Genetically modified foods (GMO’s) pose a threat to some and offer a benefit to others. More professionally called genetically engineered foods, are they good or bad? If you want to choose up sides, there are the purists who believe that we should leave plants pretty much like God made them. You can go along with the granola crowd and push for healthy, all-natural, organic agriculture. On the other hand, you can side with the scientific experimenters that prefer to develop and add bug resistant genes into seed crops to keep the pests away. And, while they’re at it, they want to make the plants more productive with GMO’s in order to feed a starving world.
In some circles, GMO’s can be a heated debate. A few countries, mostly European, will not even allow the sale of genetically engineered seed. In this country, the open debate centers on the subject of labelling. Reach for a pre-packaged food on the grocery shelf and look to see if it has a flag that says the product meets the standards of the Non-GMO Project. Sources say approximately 70% of our manufactured food items contain some genetically modified content. This is about your health. Like it or not, you place a vote for your side with each purchase at your local grocery. The most pronounced culprits with GMO’s, corn and soy, wind up in a lot of food.

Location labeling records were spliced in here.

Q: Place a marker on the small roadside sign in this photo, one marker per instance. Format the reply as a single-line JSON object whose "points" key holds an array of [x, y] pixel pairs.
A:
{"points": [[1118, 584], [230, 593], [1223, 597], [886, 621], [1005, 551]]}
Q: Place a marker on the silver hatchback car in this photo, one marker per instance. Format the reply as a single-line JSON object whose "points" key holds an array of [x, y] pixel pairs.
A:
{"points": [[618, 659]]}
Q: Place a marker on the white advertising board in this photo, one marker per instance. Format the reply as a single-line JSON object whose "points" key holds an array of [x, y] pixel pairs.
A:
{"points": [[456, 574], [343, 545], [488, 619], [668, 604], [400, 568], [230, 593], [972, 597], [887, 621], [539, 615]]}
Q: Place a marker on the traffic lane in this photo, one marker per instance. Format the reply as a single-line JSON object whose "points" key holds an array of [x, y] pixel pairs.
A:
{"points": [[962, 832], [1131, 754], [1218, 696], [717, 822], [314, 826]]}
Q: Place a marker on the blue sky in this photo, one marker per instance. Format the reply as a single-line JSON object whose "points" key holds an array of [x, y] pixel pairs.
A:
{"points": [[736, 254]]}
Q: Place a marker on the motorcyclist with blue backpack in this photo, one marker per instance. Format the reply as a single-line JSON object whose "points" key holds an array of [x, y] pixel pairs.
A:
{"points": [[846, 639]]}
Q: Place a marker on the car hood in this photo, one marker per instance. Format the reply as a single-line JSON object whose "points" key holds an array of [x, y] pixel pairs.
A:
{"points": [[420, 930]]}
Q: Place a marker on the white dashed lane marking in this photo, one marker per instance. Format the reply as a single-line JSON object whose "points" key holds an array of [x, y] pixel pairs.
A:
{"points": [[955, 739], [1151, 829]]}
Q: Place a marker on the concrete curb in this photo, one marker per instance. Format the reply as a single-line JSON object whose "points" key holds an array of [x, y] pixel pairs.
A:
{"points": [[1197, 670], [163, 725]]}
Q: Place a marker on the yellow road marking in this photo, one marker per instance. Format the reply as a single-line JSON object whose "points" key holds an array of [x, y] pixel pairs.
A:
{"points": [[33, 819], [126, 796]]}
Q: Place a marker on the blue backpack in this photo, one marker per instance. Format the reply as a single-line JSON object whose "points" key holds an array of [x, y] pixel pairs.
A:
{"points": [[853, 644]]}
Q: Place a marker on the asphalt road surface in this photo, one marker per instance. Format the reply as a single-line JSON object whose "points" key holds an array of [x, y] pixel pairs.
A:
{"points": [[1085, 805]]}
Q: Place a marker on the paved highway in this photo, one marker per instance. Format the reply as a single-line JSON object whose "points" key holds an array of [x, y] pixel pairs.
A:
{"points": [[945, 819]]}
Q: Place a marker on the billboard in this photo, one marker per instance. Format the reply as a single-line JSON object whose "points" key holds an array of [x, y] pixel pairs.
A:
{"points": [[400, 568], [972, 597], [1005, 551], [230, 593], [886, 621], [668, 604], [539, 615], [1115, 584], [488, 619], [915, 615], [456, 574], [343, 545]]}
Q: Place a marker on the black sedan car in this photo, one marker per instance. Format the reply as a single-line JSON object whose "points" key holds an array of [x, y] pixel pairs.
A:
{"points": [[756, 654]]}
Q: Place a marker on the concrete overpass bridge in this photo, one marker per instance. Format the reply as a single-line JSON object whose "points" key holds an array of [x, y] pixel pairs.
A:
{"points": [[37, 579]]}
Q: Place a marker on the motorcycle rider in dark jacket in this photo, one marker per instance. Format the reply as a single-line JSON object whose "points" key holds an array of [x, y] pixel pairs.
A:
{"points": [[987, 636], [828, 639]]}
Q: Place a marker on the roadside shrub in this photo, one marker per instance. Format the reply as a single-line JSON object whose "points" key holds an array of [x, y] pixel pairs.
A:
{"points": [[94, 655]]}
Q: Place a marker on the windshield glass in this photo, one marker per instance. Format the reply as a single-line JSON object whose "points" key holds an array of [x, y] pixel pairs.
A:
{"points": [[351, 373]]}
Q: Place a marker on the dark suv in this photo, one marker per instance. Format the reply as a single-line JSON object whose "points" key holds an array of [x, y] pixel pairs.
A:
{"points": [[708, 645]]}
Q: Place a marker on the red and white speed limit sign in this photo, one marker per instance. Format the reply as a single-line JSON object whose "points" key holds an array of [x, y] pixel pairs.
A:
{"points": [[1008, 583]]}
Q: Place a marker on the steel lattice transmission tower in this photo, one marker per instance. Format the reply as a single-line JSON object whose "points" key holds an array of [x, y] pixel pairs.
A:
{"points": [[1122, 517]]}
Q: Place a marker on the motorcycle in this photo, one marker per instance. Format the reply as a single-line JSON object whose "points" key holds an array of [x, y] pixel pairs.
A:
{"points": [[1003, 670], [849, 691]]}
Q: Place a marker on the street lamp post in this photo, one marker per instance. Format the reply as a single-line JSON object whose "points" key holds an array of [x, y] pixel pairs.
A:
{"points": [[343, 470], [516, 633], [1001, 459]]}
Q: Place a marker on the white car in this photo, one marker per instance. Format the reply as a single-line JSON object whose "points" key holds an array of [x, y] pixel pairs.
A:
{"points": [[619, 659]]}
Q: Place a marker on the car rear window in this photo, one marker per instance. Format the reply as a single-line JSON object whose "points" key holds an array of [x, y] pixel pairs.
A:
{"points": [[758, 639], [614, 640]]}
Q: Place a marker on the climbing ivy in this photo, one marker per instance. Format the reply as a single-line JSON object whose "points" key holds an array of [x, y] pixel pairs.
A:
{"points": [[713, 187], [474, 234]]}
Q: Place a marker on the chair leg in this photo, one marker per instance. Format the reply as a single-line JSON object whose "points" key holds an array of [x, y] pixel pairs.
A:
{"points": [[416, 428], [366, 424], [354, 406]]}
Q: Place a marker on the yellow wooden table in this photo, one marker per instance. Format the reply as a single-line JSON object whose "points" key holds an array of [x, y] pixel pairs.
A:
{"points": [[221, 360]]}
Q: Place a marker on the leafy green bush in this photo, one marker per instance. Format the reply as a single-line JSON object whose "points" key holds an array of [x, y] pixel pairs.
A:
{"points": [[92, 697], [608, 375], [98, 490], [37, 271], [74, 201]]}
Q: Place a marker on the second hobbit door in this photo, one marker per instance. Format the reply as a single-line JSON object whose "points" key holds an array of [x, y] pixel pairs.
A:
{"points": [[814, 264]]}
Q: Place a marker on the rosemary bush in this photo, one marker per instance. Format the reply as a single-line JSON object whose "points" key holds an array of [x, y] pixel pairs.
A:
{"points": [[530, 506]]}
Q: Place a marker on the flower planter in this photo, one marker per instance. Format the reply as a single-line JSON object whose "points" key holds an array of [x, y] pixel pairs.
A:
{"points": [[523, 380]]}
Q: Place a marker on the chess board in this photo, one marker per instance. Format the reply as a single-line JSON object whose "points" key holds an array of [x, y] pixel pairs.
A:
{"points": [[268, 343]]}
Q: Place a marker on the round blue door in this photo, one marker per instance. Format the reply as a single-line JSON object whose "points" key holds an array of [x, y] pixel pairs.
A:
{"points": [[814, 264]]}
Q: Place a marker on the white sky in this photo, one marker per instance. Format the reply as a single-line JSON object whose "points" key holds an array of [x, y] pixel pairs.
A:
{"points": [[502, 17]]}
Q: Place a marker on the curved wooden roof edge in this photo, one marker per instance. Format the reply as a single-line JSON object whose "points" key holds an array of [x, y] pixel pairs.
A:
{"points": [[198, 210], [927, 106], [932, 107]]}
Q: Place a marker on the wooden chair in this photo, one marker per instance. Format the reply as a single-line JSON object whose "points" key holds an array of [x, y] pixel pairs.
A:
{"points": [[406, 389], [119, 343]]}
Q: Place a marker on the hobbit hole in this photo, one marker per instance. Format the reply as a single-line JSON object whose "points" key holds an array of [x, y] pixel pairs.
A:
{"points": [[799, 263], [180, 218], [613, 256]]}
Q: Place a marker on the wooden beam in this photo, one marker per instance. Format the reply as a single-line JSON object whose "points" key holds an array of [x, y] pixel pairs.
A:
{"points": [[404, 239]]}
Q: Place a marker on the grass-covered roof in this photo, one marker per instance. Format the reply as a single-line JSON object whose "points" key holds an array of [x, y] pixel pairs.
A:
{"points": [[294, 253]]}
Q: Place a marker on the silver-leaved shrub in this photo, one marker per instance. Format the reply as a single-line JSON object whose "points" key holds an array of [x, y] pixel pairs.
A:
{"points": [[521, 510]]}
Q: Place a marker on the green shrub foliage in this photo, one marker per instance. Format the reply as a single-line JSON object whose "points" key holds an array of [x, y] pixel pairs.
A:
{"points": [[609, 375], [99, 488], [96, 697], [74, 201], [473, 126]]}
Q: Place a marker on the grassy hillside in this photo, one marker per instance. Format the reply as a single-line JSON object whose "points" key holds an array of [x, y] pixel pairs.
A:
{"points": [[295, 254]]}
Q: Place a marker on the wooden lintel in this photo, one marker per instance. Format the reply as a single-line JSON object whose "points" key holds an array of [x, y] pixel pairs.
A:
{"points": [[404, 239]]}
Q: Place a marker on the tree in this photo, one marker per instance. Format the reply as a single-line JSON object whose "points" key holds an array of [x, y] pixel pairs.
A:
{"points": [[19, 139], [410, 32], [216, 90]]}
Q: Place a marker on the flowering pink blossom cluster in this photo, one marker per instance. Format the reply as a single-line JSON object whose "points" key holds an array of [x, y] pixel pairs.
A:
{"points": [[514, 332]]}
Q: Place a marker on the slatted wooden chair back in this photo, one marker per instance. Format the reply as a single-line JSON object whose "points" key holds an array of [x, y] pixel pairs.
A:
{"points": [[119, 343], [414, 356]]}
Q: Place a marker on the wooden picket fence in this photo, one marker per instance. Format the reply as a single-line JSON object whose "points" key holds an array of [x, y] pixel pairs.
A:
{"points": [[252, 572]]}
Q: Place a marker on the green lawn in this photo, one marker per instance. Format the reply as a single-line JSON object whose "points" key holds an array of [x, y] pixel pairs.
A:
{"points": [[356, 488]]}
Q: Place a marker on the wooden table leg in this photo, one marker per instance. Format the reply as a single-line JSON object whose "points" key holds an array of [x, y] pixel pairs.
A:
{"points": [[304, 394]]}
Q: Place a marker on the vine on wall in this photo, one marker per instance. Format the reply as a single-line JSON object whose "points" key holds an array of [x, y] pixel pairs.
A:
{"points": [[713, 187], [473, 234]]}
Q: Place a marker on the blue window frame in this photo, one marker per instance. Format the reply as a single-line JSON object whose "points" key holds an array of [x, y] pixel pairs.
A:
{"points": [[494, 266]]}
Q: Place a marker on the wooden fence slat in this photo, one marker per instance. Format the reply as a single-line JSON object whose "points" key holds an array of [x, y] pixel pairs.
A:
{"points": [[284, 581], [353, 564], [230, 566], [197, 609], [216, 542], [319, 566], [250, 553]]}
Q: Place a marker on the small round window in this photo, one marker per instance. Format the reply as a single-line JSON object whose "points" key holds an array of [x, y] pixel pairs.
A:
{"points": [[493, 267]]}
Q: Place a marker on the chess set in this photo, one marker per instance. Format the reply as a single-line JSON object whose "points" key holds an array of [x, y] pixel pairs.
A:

For instance, anything with high fructose corn syrup could be suspect. And certainly, if your soy sauce is not imported and comes from an organic source, you’re likely to entertain modified substances as well.
Testing GMO’s or Not?
The Food and Drug Administration has oversight for much of what we eat. In the case of genetically engineered food, manufacturers simply need to affirm to the regulators that they have tested only to see that there is no appreciable difference in the resulting fruit. Only their affirmation matters at this point. No comprehensive testing, clinical trials, or experiential surveying is required. You can read more on the topics in easily found articles on the Internet or in the many books lining the shelves of your favorite book store. If you haven’t considered what GMO’s mean to you and your family’s food, maybe you should. Let us know what you think. Leave a comment on this post.
As we bounce around the issues, let’s stay focused on what counts. Our cells need fuel, which comes from substances we refer to as nutritional. When a cell sees a substance it recognizes, it responds receptively. When it sees a substance it does not recognize, it rejects it or will be modified by it. This may seem like an oversimplification, but this is how we can understand these complexities. Change a little DNA here and spawn a few strange proteins there and changes will occur. Some of these changes prove to be what we call cancer.
I don’t know much, but I do read that cancer was almost non-existent as a defined disease until the middle of the last century. Now, if projections are correct, cancer will be the number one cause of death in the west no later than 2050. Call it irrelevant, if you like. The coincidental increase in packaged foods, empty calories, and modified foods, including GMO’s, should not be ignored. Other sources like the China Study, and even more recent research, indicate that our modernized agriculture has much to do with our increasing need for health care.
I think I’ll grow my own food from heirloom seed, use natural compost, and squash the bugs between two flat rocks. How about you?